I am running the following snippet using GraphX:
val g = Graph(
v.persist(StorageLevel.MEMORY_AND_DISK_SER),
e.persist(StorageLevel.MEMORY_AND_DISK_SER),
1,
StorageLevel.MEMORY_AND_DISK_SER,
StorageLevel.MEMORY_AND_DISK_SER)
val pageRankResult = g.pageRank(0.0001)
I am warned at runtime with:
[WARN - org.apache.spark.graphx.impl.ShippableVertexPartitionOps] - Diffing two VertexPartitions with different indexes is slow.
and
[WARN - org.apache.spark.graphx.impl.ShippableVertexPartitionOps] - Joining two VertexPartitions with different indexes is slow.

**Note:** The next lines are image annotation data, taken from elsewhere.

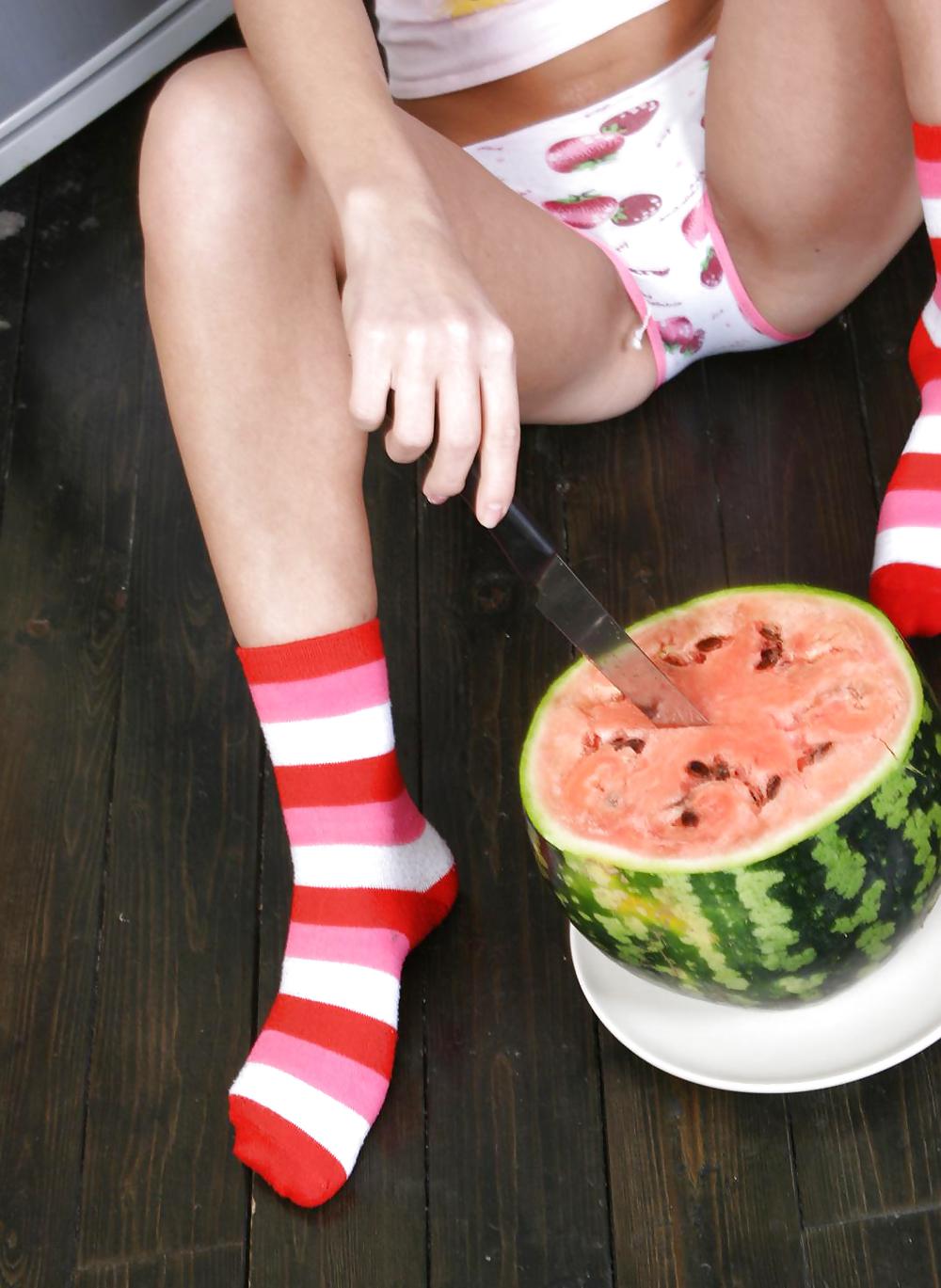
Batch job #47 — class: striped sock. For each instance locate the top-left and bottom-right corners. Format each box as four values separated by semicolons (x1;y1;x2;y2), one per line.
230;618;457;1207
870;125;941;635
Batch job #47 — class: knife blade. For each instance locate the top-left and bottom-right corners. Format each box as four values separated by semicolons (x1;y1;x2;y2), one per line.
445;461;709;726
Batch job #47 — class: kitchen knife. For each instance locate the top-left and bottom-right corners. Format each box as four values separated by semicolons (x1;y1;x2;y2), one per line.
445;461;709;725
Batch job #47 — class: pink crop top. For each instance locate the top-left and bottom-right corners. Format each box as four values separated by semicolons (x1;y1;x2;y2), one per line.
375;0;668;98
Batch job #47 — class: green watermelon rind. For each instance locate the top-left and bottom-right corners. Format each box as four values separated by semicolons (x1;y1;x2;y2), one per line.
519;582;926;875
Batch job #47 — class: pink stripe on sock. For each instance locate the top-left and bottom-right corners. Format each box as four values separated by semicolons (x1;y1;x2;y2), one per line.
703;189;813;344
877;486;941;532
285;921;408;975
251;659;390;723
283;791;424;845
916;160;941;197
921;380;941;416
248;1029;390;1121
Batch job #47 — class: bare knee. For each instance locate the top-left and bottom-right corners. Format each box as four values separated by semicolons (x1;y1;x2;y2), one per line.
139;50;302;245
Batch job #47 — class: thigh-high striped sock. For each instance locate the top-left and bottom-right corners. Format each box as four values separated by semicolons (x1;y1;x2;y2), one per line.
230;618;457;1207
870;125;941;635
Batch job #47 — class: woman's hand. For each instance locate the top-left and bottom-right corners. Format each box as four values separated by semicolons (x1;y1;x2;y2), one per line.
342;203;519;528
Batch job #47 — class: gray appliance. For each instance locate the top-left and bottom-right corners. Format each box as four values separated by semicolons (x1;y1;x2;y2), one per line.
0;0;232;183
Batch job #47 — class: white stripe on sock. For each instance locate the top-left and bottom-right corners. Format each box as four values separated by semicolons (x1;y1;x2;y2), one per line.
872;527;941;572
262;702;396;765
292;824;453;890
281;957;398;1029
921;295;941;348
230;1060;370;1176
921;197;941;237
902;416;941;456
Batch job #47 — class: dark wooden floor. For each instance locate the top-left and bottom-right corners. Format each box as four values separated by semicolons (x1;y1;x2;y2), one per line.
0;20;941;1288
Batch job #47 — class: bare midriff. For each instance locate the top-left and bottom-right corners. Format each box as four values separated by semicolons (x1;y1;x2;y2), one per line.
394;0;722;147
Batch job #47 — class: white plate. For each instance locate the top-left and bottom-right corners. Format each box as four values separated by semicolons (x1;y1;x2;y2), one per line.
569;900;941;1092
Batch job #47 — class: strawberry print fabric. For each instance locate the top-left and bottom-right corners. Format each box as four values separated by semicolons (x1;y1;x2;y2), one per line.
464;36;801;383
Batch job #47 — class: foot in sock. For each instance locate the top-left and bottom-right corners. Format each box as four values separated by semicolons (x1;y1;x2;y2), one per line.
870;125;941;635
230;618;457;1207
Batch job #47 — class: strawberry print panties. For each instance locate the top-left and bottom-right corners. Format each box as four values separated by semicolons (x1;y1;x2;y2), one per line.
464;36;802;384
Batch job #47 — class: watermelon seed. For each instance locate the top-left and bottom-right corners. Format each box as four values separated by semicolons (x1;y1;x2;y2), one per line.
756;642;781;671
797;742;833;771
611;729;647;756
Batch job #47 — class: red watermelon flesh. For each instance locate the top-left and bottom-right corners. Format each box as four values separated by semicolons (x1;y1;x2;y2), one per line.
526;589;913;860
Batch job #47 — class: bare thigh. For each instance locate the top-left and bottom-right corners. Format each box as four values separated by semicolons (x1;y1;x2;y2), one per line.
384;107;656;423
178;50;656;423
707;0;921;332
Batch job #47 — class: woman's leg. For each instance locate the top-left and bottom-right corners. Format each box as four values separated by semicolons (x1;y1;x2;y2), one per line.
707;0;930;342
870;0;941;635
140;53;655;1205
140;52;655;644
707;0;941;635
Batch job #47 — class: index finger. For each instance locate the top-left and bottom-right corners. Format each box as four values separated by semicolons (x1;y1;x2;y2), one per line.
474;353;519;528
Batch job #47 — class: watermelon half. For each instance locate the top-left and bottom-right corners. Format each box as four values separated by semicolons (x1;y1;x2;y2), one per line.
519;586;941;1005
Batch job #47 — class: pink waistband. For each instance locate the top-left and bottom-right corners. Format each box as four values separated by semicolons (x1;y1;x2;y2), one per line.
569;224;666;389
703;187;813;344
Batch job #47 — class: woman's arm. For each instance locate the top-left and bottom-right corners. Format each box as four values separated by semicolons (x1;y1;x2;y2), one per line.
234;0;443;237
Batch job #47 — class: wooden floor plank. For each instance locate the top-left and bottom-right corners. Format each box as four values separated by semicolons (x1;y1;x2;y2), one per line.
807;1212;941;1288
0;95;150;1288
556;364;801;1288
251;436;428;1288
419;426;611;1288
71;1240;245;1288
80;334;259;1264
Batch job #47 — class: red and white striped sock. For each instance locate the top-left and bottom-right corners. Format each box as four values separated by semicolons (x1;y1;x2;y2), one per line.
870;125;941;635
230;618;457;1207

I read the answer of the topic Get Joining two VertexPartitions with different indexes is slow in Spark and GraphX by unpersist graph, but in my case everything is persisted.
What am I doing wrong ?
You must not use a _SER
suffixed storage level in order to leverage the fast zip join of VertexPartitions
.
Switching from MEMORY_AND_DISK_SER
levels to MEMORY_AND_DISK
might make you gain in computation time (and you will not see warnings anymore) but the cached data will take more space.